A Green Thumb Roguelike

Atomicrops is the latest game released to do something different with roguelike design. This time, we’re going to the farm for a case of Stardew Valley meets a run-and-gun. We have a game that is loaded with personality and comes close to being all-around amazing for me.

Farm Living Is the Only Life for Me

The story is that we have just inherited a farm from our deceased uncle, and just as we’re setting up to start a nice peaceful life…the nuclear apocalypse happens and wipes everyone off the face of the Earth. As both the only human and farmer left alive, it’s up to the player to survive and grow the crops for the local town of humanoid mutants.

A run takes place over a year with each season making up three days of in-game time. Your objective is to explore the surrounding areas for resources, upgrades, and seeds. You can use the acquired seeds back at your farm to grow crops, and fertilizer to raise the quality of them. Every night, you will be attacked by waves of enemies trying to kill you and eat your crops that you must defend against.

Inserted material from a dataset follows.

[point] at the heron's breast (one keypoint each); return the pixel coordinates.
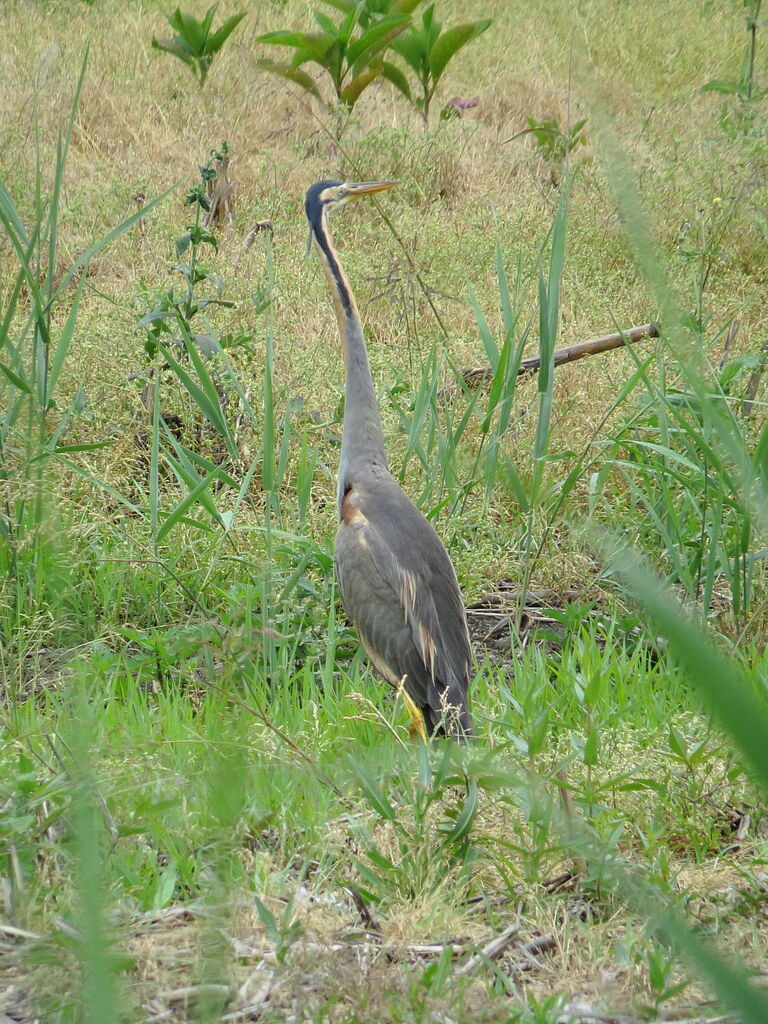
(351, 513)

If you can survive, you’ll head to town to spend cashews earned from harvesting crops on a new gun for the following day. Growing roses can be given to the locals for buffs and can eventually marry them to help you out. If you’re able to survive an entire year, the game begins to open up with new challenges.

A Decade of Difficulty

Atomicrops features two kinds of persistence between runs. As you explore the environment, you’ll find characters that you can rescue that will provide you with upgrades by spending cornucopias earned through good play.

Every time you beat the game, you unlock another year which raises the difficulty and provides more rewards for playing. The difficulty modifiers include adding more enemies, new enemy types, and making bosses harder. While it may not look it, this is a difficult game even at year 1. The comparisons to a run-and-gun are apt: expect the screen to be filled with enemies and bullets coming from all sides as you try to water your chili peppers.

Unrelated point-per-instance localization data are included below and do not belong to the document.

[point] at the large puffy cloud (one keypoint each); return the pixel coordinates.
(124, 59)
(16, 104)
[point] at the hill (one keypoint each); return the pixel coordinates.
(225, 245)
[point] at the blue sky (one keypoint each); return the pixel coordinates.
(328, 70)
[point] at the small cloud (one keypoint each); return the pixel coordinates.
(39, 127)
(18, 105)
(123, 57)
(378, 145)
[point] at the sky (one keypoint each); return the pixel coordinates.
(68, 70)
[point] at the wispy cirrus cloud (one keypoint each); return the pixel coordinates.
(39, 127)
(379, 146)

There is a lot to like about this game from a theme and gameplay point of view, but I was hoping for my crop growing to be a little deeper.

A Stale Crop

For those of you looking at screenshots and descriptions of the game hoping that this is a more action-heavy take on Stardew Valley, then you will be disappointed with Atomicrops. There are no “sim” elements to the growing and maintaining of your farm. Everything is in service of the running and gunning, and even that isn’t fleshed out enough.

At the moment, Atomicrops features four biomes with two areas a piece. Regardless of your run, similar elements will spawn in every playthrough, and you will fight the same enemies and bosses each time. The major differences are what buffs will drop from points of interest and the available stock at the various shops. While those elements do provide some variance, it’s not enough to generate long term replayability. Nothing changes in terms of what bosses you fight, what potential upgrades can be found, etc.

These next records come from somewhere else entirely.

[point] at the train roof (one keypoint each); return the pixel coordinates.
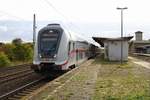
(73, 36)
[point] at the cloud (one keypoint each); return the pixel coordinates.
(3, 28)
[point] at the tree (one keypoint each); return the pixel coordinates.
(4, 61)
(17, 41)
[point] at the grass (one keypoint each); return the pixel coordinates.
(121, 82)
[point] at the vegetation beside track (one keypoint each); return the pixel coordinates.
(15, 53)
(121, 82)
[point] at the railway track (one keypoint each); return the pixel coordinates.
(7, 70)
(15, 85)
(23, 90)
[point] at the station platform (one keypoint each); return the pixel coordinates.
(98, 79)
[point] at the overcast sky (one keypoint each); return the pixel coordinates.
(82, 12)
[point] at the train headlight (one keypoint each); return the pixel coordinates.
(40, 56)
(55, 56)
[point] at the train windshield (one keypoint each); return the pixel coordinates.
(48, 43)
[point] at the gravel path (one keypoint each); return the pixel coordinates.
(140, 62)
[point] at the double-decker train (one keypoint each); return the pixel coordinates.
(58, 49)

The reason is that this is a game built on tempo — having one good season will impact the next and so on. Do well, and you’ll have enough money to keep buying weapons each day and affording new upgrades. In turn, you’ll be able to scavenge more and grow stronger. Not having the money to keep an upgraded gun on you at all times is a death sentence at the higher difficulties.

Atomicrops

Farming is meant to supplement the action, not the other way around

Advance play, like creating megacrops, is not mentioned by the game at all, and I had to learn them by watching a let’s play.

The persistence elements are not deep or varied enough to impact the game. The changes help, but they’re not going to be enough to help a struggling player win. I cannot stress this enough; this is a run-and-gun game first and foremost: being good at the farming will not circumvent the need for twitch skills.

From a design point of view, despite the game being called 1.0, there are still noticeable elements missing from it: the ability to rebind keys and a leaderboard that says “coming soon.” As a quick tangent, you don’t release a game at 1.0 and at the same time say that there are content and functionality missing.

Back to the Market:

Atomicrops is a game that has a solid core gameplay loop, but I can’t help shake this feeling that what’s here is simply the foundation and that there should be more to this game. At this moment, the developer has stated that the game is feature-complete and there will be no more major content updates. If you’re looking for a different kind of roguelike — one that isn’t on the deep end in terms of complexity — you might have some fun down on the farm.